I guess I am one of those “HAM types”. But I have never gotten interested in VLF stuff. Sounds interesting for a high school science fair project.

[Mike gets on soap box]

When I got into ham radio it was high technology. I was able to talk to people all over the world and work with new methodologies such as single sideband.

Today, you can communicate all over the world via the internet with such software as AIM and Skype. High speed data for hams is 300-1200 bps. There are a few interesting new technologies, but they are basically linking ham equipment to the internet or using digital voice.

The average age of a ham today must be approaching 65+.

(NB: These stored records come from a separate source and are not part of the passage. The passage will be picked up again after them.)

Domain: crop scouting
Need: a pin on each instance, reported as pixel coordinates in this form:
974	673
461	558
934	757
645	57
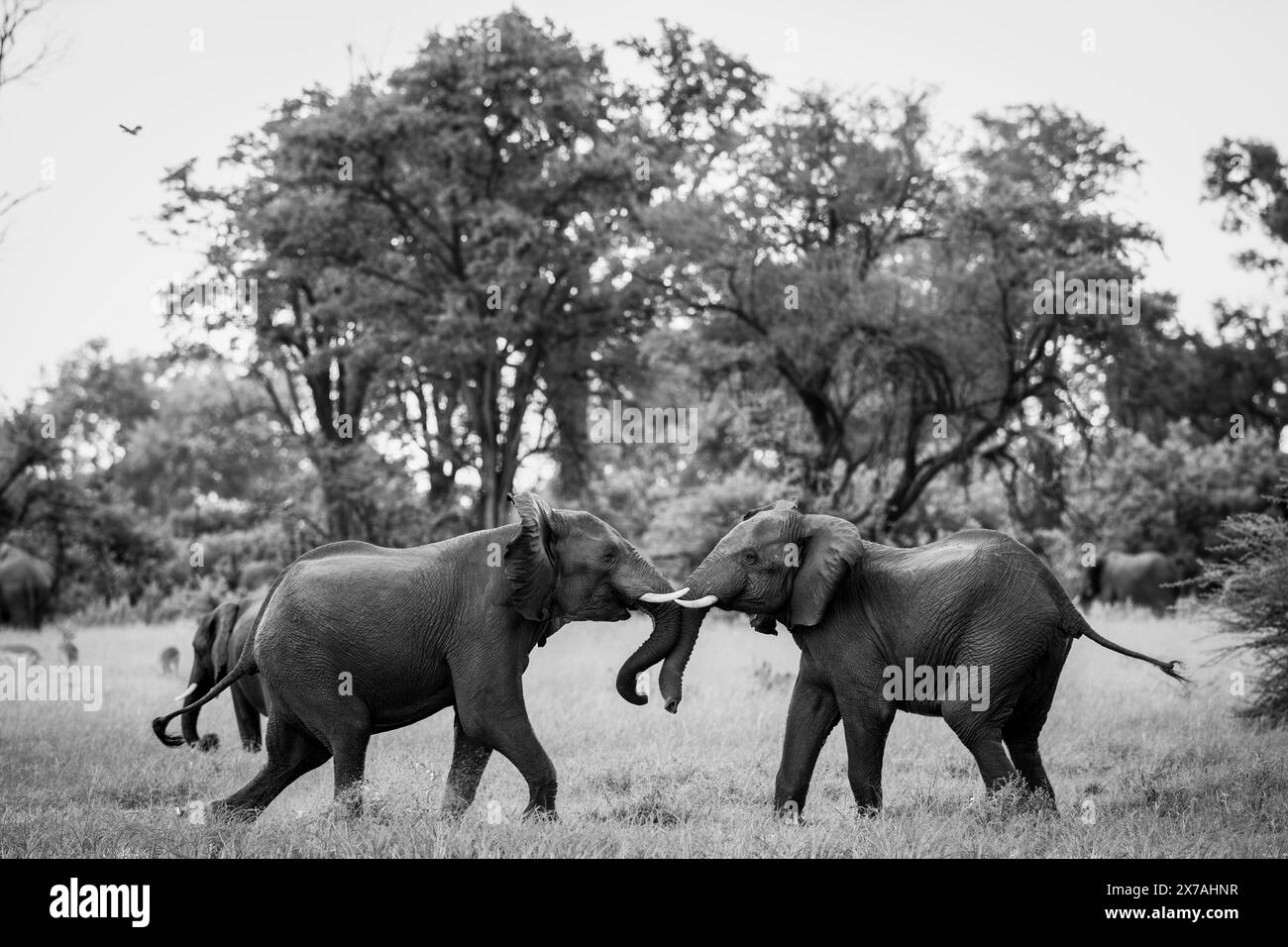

[Mike reaches for his coffee cup and falls off soap box]


#3

The idea spun off of my son’s interest in aurora. We get more opportunities than most in the US to see them being just shy of 45°N. Hearing them at the same time adds that extra cool geek factor. In this case, for a small $$ investment. Definitely science fair material.

[Detour down memory lane]

“Back in the analog days” (70’s) I had an uncle who was a HAM fanatic. He also helped put DEC on the map for a living, inventing mainframe hardware with a team of MIT grad students. Very smart guy… unfortunately, his expertise passed with him before I absorbed very much.


#4

Ransom

What was your uncles name, or call letters if you remember?

I used to live in Acton Mass, which was near Maynard. I belonged to a ham club which had lots of members who worked for DEC. I lived there from 1984-89.


#5

His name was Alan Blackington. He lived in Cornish, NH, but had a debilitating stroke in the mid 80s. I can possibly hit up a cousin for his callsign. I might also see if she hung onto any of his gadgets. Doubtful, as it’s been a long time, but I would be psyched to find a nixie tube or three.


#6

Something like this already exists I think. It’s the FunCube (USB) dongle, but you will need a HF converter to go below 64khz. A friend of mine is a HAM fanatic and is trying to talk me in to getting one, but I’m imune for the HAM virus (probably doesn’t mix with the .NET virus).

I have been thinking of a device to control an ICOM through serial, over an IP connection… The protocol is pretty well documented.


#7

Ransom:

The name does not sound familiar. If he lived in NH he would not have joined a club in Mass.